I have revisited my pre-election assessment of the party platforms around key environmental issues. In particular I have updated the table to focus on the Liberal party commitments, and to provide a brief assessment of progress so far. I have also left the original “What needs to be done” column in place, to provide a sense of the scope of action that had been identified as being needed to address the major environmental challenges facing Canada.

Although the change in tone from the federal government over the past year relative to the Harper era has been remarkable, the story in terms of substantive progress on legislation and policy has been much less impressive.  So far the core of the Harper environmental legacy remains firmly in place.

An environmental and regulatory review process was set in motion June 2016, focused on the key Bill C-38 themes of the Canadian Environmental Assessment Act (CEAA), National Energy Board, and the Fisheries and Navigation Protection (formerly Navigable Waters Protection) Acts. However, these processes seem unlikely to produce legislative changes anytime soon. In meantime, the review and approval of major energy infrastructure projects, such as the recently approved Northwest LNG project in BC, and reviews of the Kinder-Morgan Alberta to BC pipeline expansion, and Alberta-Saskatchewan-Manitoba-US Line 3 pipeline expansion are proceeding under Harper era C-38 framework. This has been modified, in some cases, by non-legislative ‘interim’ process requirements related to climate change and consultation with aboriginal people, announced in January 2016. It seems that these and other key projects, carrying high risks of locking-in a high carbon export pathway for the Canadian economy, will be approved long before the environmental and regulatory review process is completed.

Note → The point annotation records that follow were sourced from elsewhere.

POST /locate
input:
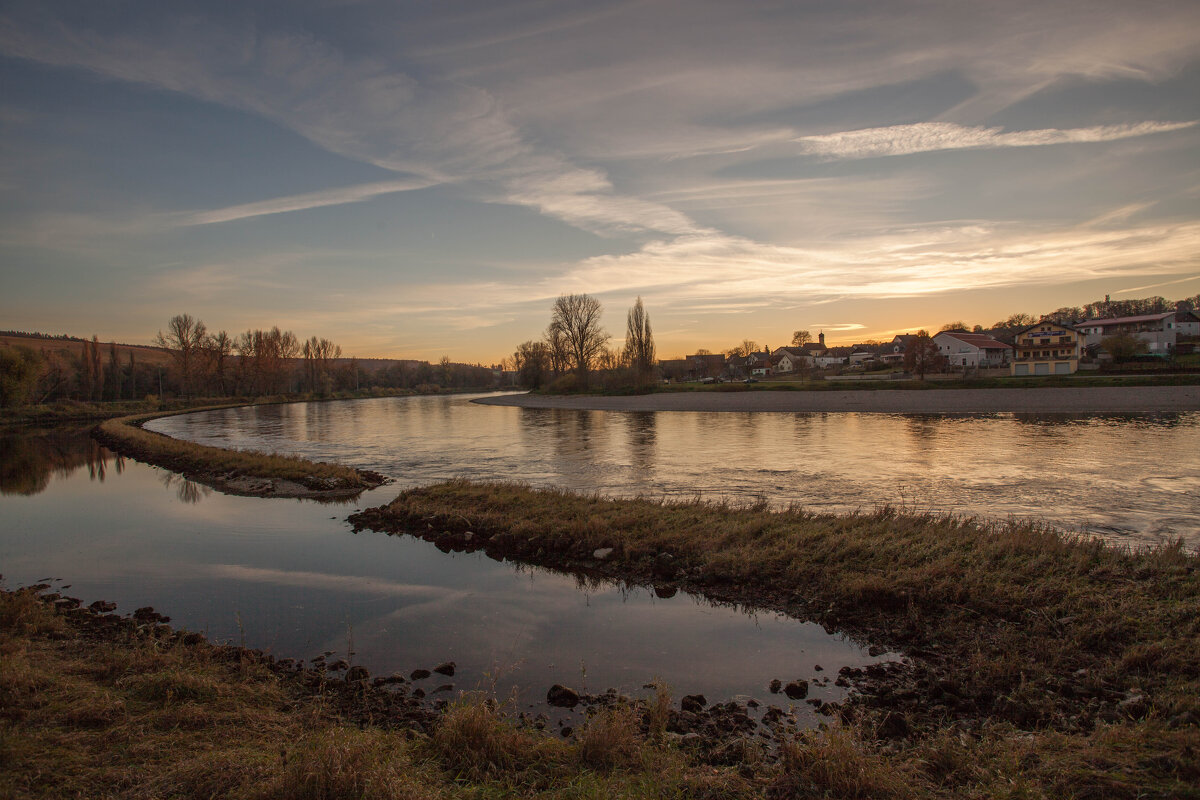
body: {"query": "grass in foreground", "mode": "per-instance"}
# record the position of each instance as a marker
(1086, 655)
(141, 714)
(221, 465)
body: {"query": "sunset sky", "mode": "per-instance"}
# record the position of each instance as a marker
(423, 179)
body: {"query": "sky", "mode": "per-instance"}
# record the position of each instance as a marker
(417, 179)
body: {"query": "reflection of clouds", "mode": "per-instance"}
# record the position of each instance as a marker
(189, 492)
(351, 583)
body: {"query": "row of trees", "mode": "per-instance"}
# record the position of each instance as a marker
(575, 346)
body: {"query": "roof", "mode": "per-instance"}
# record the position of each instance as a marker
(1119, 320)
(981, 341)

On climate change, Canada’s Intended Nationally Determined Contributions (INDC) tabled under the December 2015 Paris Agreements reflect precisely the same climate change targets (a 30% reduction in emissions by 2030 relative to 2005) presented by the Harper government. A national carbon pricing regime was announced by the Prime Minister two weeks ago, with a minimum federal price of $10/tonne beginning in 2018. Although unquestionably a major development in terms of Canadian climate change policy, there appears to be an implicit bargain that those provinces, including BC, Alberta, Ontario and Quebec, already acting on some form of carbon pricing are unlikely to be asked to do more than they have already committed. This will present serious challenges in terms of meeting Canada’s greenhouse gas emission reduction targets, as those provinces that have not moved on carbon pricing so far, such as Saskatchewan, Nova Scotia, and Newfoundland, represent a relatively small portion of Canada’s overall emissions. The challenges are compounded by the consideration that it seems federal approval of major carbon export infrastructure is part of the bargain for the implied agreement (or at least non-objection) of some provinces to the carbon pricing proposal, including an oil sands pipeline to tidewater for Alberta, and LNG infrastructure for BC.

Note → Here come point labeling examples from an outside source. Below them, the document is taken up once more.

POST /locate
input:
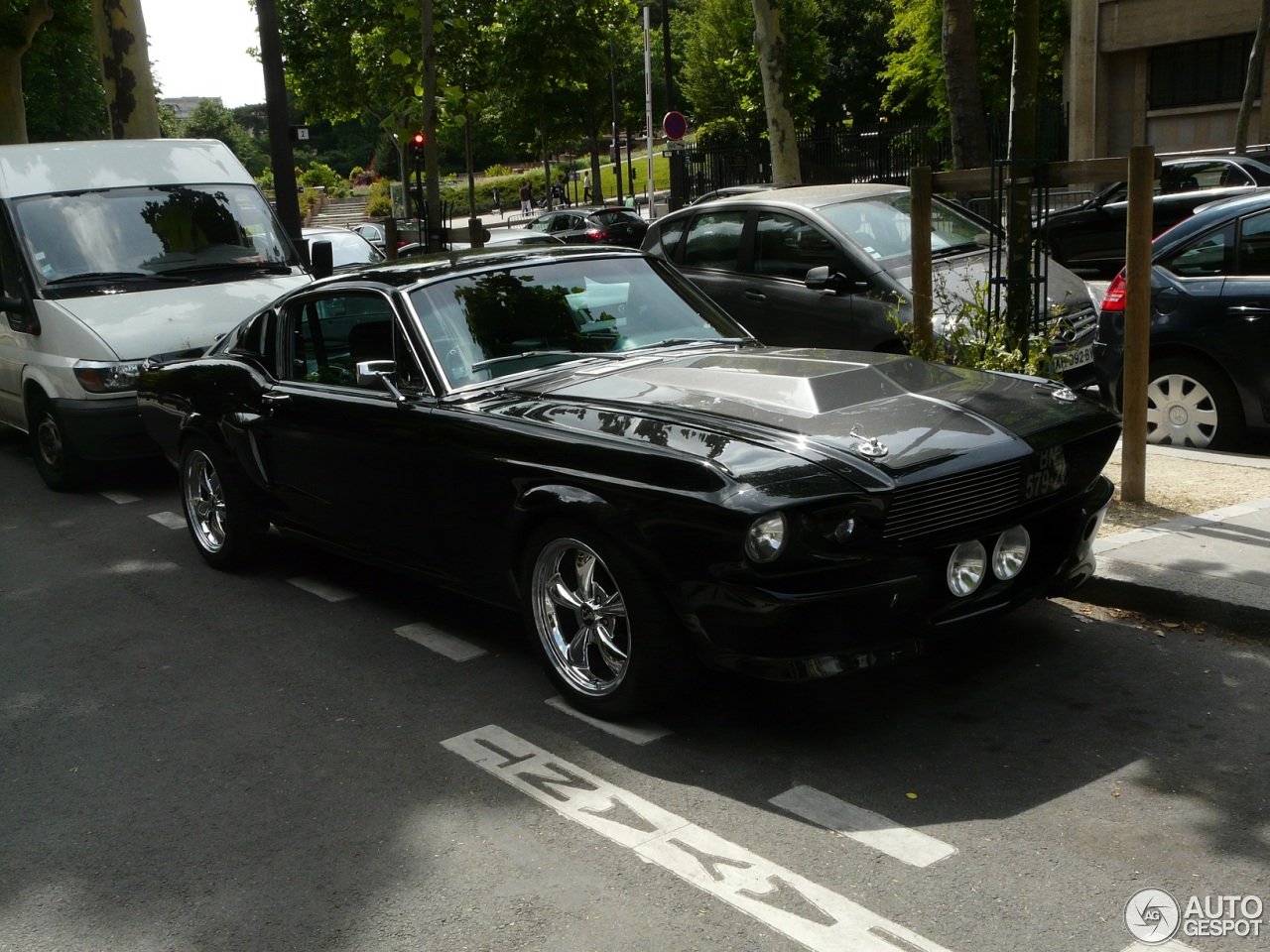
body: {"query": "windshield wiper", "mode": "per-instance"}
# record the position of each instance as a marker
(578, 354)
(99, 277)
(267, 267)
(959, 249)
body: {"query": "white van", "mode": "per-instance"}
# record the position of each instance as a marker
(111, 253)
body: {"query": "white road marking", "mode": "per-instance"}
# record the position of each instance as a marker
(322, 589)
(798, 907)
(121, 498)
(449, 647)
(865, 826)
(635, 731)
(169, 521)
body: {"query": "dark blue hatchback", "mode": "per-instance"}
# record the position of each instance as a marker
(1209, 377)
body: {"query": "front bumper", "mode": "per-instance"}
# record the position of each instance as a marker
(869, 615)
(104, 429)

There has been modest progress in some areas, like ocean and freshwater science, though the 2016 budget, and the termination of some of the more egregious Harper projects in nation parks (e.g. the Mother Canada project in Cape Breton Highlands). The story so far on other, more substantive fronts remains stalled at best.  Despite high profile platform commitments to rewrite the rules for political activities by charities, the existing rules remain in place, and the CRA program of audits of charities for political activities has continued. A promise to give the Access to Information Commissioner the power to order the release of government documents, now seems in limbo, and there is no sign of changes to the Conservative’s security legislation, Bill C-51 to “better balance our collective security with our rights and freedoms.”

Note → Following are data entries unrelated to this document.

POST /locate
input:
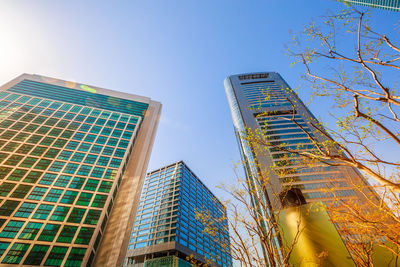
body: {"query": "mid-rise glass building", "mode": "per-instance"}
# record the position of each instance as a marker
(69, 153)
(262, 102)
(166, 229)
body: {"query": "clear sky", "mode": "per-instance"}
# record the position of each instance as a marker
(176, 52)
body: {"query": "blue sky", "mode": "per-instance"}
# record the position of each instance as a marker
(176, 52)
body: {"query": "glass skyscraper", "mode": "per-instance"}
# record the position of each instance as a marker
(72, 159)
(166, 230)
(260, 102)
(393, 5)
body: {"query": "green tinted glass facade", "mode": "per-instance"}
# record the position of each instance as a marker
(62, 154)
(166, 216)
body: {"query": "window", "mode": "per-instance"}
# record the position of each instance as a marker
(75, 257)
(65, 155)
(90, 159)
(43, 130)
(30, 231)
(108, 151)
(117, 133)
(56, 256)
(90, 138)
(101, 140)
(72, 145)
(36, 255)
(67, 134)
(13, 160)
(97, 172)
(84, 236)
(48, 178)
(92, 217)
(21, 191)
(115, 163)
(52, 153)
(69, 197)
(112, 142)
(77, 183)
(111, 123)
(53, 195)
(78, 136)
(84, 147)
(95, 129)
(123, 144)
(47, 141)
(16, 253)
(4, 171)
(91, 185)
(57, 166)
(84, 170)
(76, 215)
(60, 213)
(5, 188)
(67, 234)
(24, 149)
(43, 164)
(37, 193)
(71, 168)
(105, 186)
(103, 161)
(17, 175)
(11, 146)
(49, 232)
(84, 199)
(11, 229)
(63, 180)
(25, 210)
(38, 151)
(99, 201)
(106, 131)
(33, 177)
(3, 247)
(8, 207)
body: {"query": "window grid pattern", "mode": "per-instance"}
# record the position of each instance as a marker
(281, 131)
(264, 95)
(167, 213)
(51, 161)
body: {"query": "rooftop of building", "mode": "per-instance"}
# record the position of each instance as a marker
(194, 175)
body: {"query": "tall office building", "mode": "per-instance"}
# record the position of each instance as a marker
(166, 230)
(73, 159)
(262, 102)
(393, 5)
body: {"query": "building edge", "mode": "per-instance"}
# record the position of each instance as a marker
(115, 241)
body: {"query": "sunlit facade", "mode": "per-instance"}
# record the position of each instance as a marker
(166, 230)
(68, 153)
(393, 5)
(262, 102)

The first year in office tends to be a crucial window for major initiatives by newly elected governments. With the exception of the carbon pricing proposal which, although of major significance, still falls far short of what is needed to meet Canada’s GHG emission reduction targets, overall progress has been remarkably modest. It remains to be seen if the government’s second year produces more progress on undoing the legacy of the lost decade left by Mr. Harper.